Publié dans La Presse de Tunisie le 26 - 10 - 2020

Devenue l'une des figures phares et désormais incontournables du paysage culturel national et même international, Saïma Sammoud a été nommée, depuis quelques mois, directrice générale du Centre des musiques arabes et méditerranéennes Ennajma Ezzahra (Cmam). Elle nous parle de ses projets et de sa vision.
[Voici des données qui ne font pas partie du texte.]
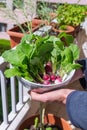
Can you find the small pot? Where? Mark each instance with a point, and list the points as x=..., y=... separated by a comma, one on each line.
x=16, y=34
x=49, y=118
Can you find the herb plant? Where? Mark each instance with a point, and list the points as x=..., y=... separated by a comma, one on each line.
x=71, y=14
x=31, y=56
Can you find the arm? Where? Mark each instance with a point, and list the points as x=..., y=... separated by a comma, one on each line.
x=76, y=106
x=75, y=101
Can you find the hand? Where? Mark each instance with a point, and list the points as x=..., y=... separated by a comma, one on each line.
x=59, y=95
x=78, y=74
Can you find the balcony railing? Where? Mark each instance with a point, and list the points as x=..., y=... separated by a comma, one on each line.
x=17, y=110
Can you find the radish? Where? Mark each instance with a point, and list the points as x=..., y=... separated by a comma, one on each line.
x=46, y=77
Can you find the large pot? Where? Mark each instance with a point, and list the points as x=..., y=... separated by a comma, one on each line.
x=16, y=34
x=49, y=118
Universitaire, docteure en histoire de la musique et de la musicologie, violoniste, membre de l'Orchestre symphonique tunisien, mais, surtout, agitatrice culturelle et porteuse de projets, Saïma Sammoud brille là où elle va. Que ce soit à la tête du Département musique et danse au ministère de la Culture (2016), du Pôle de Musique et Opéra à la Cité de la culture (2017-2018), du Centre international des Arts et de la Culture —Palais Abdelleya— (2017) ou en tant que membre des comités d'organisation et de programmation du Festival international de Carthage (2014), du Festival international de Hammamet (2016-2017) et des Journées musicales de Carthage (2015-2017), elle laisse une trace indélébile. Rien ne semble arrêter cette jeune femme dynamique et hyperactive qui, toujours avec le sourire, mène à bout de doigt, tout ce qu'elle entreprend. Entretien.
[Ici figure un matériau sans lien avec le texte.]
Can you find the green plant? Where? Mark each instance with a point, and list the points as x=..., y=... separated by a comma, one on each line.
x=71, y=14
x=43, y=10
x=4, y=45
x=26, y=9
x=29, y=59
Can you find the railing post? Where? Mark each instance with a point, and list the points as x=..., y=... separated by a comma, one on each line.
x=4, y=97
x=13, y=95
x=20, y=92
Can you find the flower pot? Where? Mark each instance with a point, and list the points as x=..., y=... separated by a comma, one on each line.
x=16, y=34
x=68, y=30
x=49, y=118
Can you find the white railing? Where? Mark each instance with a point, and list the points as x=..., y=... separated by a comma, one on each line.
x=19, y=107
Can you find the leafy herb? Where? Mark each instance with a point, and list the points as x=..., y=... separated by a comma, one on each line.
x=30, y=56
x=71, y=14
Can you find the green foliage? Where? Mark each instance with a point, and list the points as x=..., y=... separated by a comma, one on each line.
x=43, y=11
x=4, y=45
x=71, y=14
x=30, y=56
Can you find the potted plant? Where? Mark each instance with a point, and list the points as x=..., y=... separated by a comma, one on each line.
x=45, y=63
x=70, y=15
Être à la tête d'une structure telle qu'Ennajma Ezzahra est une lourde responsabilité. Telle que nous vous connaissons, vous portez certainement une nouvelle vision pour ce monument historique et culturel. Pouvez-vous nous en parler ?
Absolument. Notre vision globale est de rendre le Centre, avec tous ses espaces et départements, entre musée, phonothèque et bien d'autres, accessible à tous. Nous voulons, par ailleurs, être plus proches des nouvelles générations. Nous travaillons à valoriser le Cmam aux niveaux national et international et faire en sorte qu'il soit une étape cruciale du parcours et du réseau touristiques. Nous comptons aussi amorcer l'organisation des expositions et des colloques et nous ouvrir davantage aux événements privés.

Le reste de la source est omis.